Deep dive
Claude Code + Hermes Agent Setup: Dynamic Workflows, Skill Bundles & New Security
Claude Code handles deep code building while Hermes Agent provides persistent memory and growing skills — combining them gives you a coding agent that never forgets your project context. This video covers installation of both tools, how dynamic workflows spawn parallel sub-agents, skill bundles for one-command setup, and four new Hermes security and productivity upgrades.
"Claude Code + Hermes Agent Setup Is WILD" by Julian Goldie SEO — Watch on YouTube →
Key Takeaways
- Claude Code is Anthropic's terminal-based coding agent — reads your whole project, writes and changes files, runs tests, and fixes its own mistakes. You talk to it in plain English.

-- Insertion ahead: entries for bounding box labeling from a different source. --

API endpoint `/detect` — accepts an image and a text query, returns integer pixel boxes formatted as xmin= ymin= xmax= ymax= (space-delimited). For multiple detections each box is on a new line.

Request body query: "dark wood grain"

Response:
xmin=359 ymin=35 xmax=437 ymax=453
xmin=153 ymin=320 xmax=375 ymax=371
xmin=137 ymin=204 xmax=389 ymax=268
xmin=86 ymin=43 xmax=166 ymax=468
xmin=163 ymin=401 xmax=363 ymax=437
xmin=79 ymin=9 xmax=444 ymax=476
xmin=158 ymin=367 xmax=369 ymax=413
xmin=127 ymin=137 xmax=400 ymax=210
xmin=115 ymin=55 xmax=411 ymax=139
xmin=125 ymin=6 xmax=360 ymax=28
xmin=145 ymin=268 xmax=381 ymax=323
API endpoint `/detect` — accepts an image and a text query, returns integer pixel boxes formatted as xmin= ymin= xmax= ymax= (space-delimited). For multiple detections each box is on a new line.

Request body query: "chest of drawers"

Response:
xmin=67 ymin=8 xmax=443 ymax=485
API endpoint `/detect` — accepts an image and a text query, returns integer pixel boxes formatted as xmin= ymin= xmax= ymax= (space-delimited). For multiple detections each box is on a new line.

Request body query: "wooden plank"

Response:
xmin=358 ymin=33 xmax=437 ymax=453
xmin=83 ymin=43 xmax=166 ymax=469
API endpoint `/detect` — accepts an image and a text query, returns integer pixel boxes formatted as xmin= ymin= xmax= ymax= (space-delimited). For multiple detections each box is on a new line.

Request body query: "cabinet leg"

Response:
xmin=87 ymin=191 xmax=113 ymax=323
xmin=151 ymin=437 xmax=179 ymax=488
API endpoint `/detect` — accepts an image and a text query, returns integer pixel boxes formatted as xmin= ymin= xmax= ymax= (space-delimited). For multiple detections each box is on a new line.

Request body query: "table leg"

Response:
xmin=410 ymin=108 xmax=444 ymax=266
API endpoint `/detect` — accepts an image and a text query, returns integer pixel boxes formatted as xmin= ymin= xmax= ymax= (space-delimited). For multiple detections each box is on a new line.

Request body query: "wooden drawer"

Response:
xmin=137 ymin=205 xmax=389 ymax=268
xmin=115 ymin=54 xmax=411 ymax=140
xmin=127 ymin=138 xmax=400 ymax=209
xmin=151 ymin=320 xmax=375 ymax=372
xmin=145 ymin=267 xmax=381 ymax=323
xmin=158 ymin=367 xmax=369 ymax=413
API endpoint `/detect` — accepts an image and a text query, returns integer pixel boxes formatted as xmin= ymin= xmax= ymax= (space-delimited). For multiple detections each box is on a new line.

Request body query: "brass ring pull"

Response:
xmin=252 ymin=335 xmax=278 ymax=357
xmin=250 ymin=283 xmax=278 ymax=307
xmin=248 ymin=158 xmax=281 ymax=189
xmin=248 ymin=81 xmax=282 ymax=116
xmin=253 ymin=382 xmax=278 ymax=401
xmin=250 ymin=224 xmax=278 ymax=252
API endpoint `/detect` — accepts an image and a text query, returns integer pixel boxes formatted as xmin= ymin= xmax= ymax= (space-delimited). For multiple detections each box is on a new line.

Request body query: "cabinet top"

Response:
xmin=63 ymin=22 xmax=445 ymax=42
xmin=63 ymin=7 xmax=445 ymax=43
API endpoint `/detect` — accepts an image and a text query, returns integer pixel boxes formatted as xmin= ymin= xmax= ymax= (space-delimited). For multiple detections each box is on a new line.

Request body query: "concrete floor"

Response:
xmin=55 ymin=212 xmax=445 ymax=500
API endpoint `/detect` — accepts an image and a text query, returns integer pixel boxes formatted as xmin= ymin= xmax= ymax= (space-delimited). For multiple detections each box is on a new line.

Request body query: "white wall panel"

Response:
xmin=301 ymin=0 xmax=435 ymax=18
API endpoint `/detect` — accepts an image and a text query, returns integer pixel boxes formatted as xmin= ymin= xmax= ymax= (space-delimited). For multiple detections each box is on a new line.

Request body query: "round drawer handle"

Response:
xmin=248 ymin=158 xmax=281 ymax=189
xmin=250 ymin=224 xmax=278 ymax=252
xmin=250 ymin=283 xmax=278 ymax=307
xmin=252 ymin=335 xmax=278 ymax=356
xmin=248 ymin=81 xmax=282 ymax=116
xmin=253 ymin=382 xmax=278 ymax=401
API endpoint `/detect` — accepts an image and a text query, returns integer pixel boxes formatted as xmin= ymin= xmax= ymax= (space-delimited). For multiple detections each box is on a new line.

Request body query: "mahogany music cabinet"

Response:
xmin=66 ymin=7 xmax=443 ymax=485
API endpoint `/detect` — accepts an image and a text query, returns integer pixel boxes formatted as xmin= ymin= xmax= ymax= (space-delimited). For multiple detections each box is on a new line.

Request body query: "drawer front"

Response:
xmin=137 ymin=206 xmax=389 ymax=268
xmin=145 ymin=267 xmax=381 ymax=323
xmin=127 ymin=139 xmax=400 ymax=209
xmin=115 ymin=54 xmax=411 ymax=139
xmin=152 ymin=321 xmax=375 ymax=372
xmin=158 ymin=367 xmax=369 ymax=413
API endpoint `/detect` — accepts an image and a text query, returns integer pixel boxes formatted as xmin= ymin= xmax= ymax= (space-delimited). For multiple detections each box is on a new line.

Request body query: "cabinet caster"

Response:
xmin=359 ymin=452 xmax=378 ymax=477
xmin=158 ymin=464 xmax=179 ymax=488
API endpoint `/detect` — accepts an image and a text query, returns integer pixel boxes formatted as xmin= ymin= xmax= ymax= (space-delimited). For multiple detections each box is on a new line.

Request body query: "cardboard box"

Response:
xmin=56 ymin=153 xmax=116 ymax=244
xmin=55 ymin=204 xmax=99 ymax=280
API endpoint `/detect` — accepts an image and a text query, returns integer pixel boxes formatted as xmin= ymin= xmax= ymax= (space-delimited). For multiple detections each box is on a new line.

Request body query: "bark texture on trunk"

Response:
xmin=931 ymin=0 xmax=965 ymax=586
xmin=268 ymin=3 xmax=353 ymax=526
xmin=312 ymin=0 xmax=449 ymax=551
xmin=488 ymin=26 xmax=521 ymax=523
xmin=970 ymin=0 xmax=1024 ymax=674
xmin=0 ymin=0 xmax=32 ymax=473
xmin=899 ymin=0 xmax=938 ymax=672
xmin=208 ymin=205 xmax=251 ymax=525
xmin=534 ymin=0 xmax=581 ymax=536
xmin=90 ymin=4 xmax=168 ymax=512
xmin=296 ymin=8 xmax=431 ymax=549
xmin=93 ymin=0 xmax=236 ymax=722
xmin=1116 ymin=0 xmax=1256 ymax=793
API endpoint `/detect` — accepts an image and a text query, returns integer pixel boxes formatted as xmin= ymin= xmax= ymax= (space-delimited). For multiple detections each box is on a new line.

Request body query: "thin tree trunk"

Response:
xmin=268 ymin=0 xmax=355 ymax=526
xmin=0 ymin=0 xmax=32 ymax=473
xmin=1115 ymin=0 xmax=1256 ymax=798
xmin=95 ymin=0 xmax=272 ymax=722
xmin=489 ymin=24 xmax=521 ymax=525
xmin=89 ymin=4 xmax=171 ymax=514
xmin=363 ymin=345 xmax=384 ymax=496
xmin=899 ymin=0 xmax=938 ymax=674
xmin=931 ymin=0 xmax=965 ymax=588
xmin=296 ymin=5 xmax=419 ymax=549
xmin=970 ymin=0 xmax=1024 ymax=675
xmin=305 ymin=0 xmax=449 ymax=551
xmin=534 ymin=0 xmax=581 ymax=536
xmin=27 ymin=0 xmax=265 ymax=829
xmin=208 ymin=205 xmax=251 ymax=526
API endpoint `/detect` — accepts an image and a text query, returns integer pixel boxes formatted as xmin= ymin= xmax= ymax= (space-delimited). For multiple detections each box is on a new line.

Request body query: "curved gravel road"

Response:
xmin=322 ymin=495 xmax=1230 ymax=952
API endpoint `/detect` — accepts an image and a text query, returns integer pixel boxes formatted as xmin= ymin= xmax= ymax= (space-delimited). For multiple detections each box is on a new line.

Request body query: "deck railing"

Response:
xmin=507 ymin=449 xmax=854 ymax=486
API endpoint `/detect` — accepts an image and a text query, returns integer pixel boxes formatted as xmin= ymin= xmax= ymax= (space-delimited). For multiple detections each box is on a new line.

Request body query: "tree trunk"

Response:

- Hermes (from Nous Research) is a persistent memory agent — it remembers past work, builds reusable skills from what you do, and can run on a small cloud server reachable from Telegram or terminal.
- Combining them covers both roles: Hermes holds long-term context and project history; Claude Code does the heavy file editing and code execution.
- If you've previously used OpenClaw, Hermes can import your existing settings, memories, and skills automatically during setup.
- Dynamic workflows spin up many sub-agents in parallel from a single plain-English mission. The Bun project creator used this to rewrite 750,000 lines of code across 11 days with hundreds of simultaneous agents and reviewers.
- Skill bundles load a full group of related skills in one command (e.g., all browser automation skills at once), replacing the one-by-one skill activation workflow.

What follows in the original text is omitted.